We took it and I remember looking through that shit and on one side it would have names and then dusts all the way across the page, and on the others of that page it would say alive or deceased. I have no fucking idea what those books were, what they were records of, because they didn't have anything else going on. It was just names and alive were deceased, and uh. We ended up wrecking that book and we went back to get another one, and the Giant Pilot was fucking.

Speaker 2

Gone, very spooky, very Halloween.

Speaker 3

Very spooky, very like I just don't know no one. It's gonna harm me forever because I'm never gonna know what the fuck that was about.

Speaker 2

Maybe the books died and they're and disintegrated.

Speaker 3

No way, because we went back like a couple of days later.

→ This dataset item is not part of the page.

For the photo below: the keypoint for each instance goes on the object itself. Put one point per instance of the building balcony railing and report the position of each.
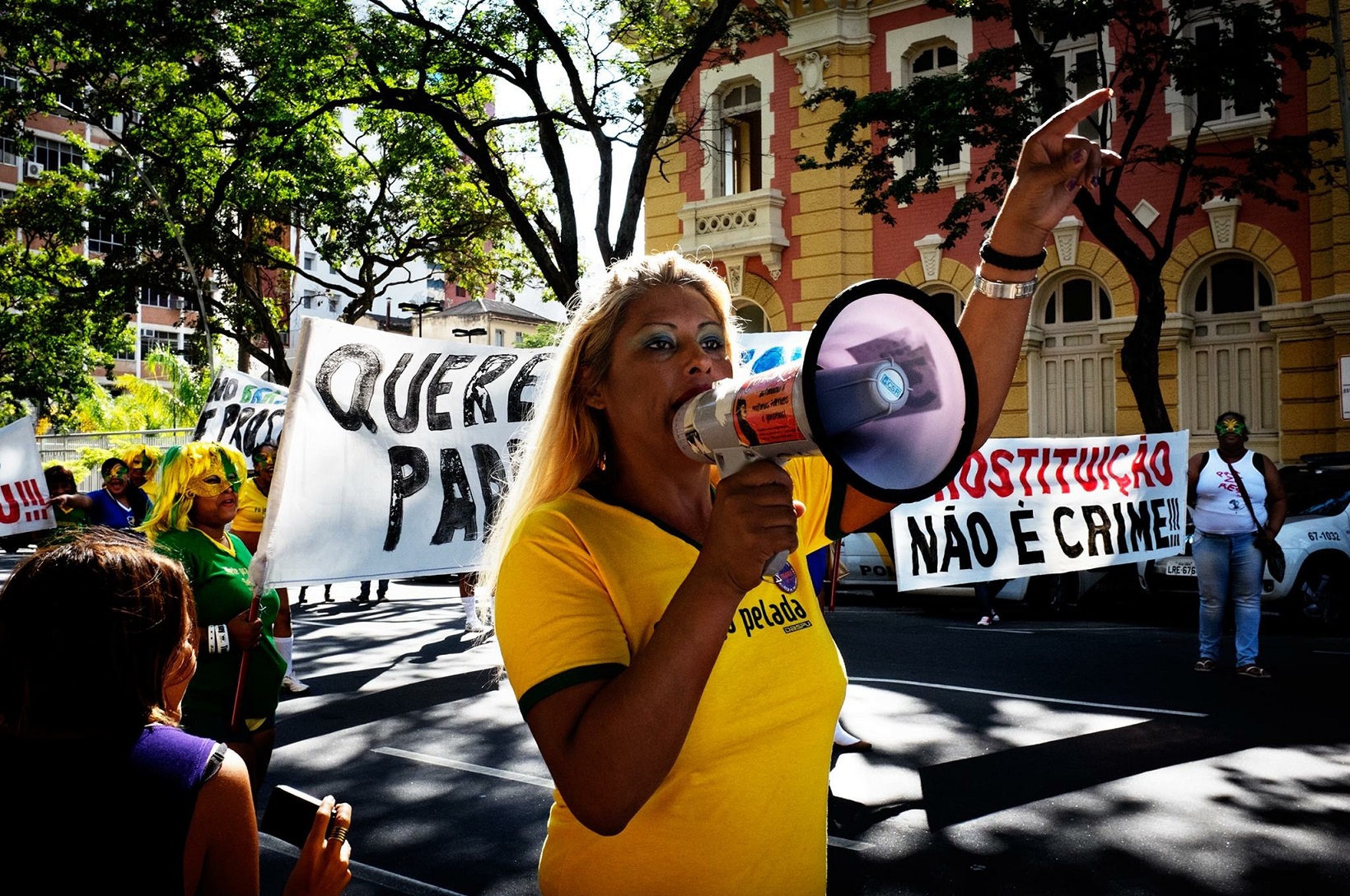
(733, 227)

The one that we had did disintegrate because we left it under the porch like idiots, and it rained. That's why we went back to get another one, like just a couple of days later, and they were all gone. Maybe like a homeless person used them to like start a fire, like you were a cold like I've thought about this a lot and things that could have happened, but it's just weird.

Speaker 2

Well, Tom, thanks for sharing, Thanks for sharing your stories. We had the we had the haunted, we had the Haunted book. You're not You're You're a cool guy, man. I hope that you uh uh continue your journey through life. You know, I'm glad that you found a found found a found like a good lane to be in being, you know, a keeper of the piece. Thank you, brother. Is there anything else you want to say to the people of the computer before we go?

Speaker 3

No matter what you do, someone is gonna think that it's their full time job to make you feel like you're not doing ship. But as long as you know you're giving in you all, that's all that really matters.

Speaker 2

Hey, thanks for calling.

Speaker 1

Tom.

Speaker 2

Appreciate you have a go on guest. Okay, I am going to do a thing I've been doing on this podcast again, which is that I'm going to end the session by reading a few emails. I feel like that's a nice way to do it. We have a couple calls, we have a couple of emails. I don't know if I'm going to do it every podcast. I'm probably still going to do email only and call only episodes, but I kind of like, I'm kind of enjoying this thing of doing email only or doing like a little hybrid ones.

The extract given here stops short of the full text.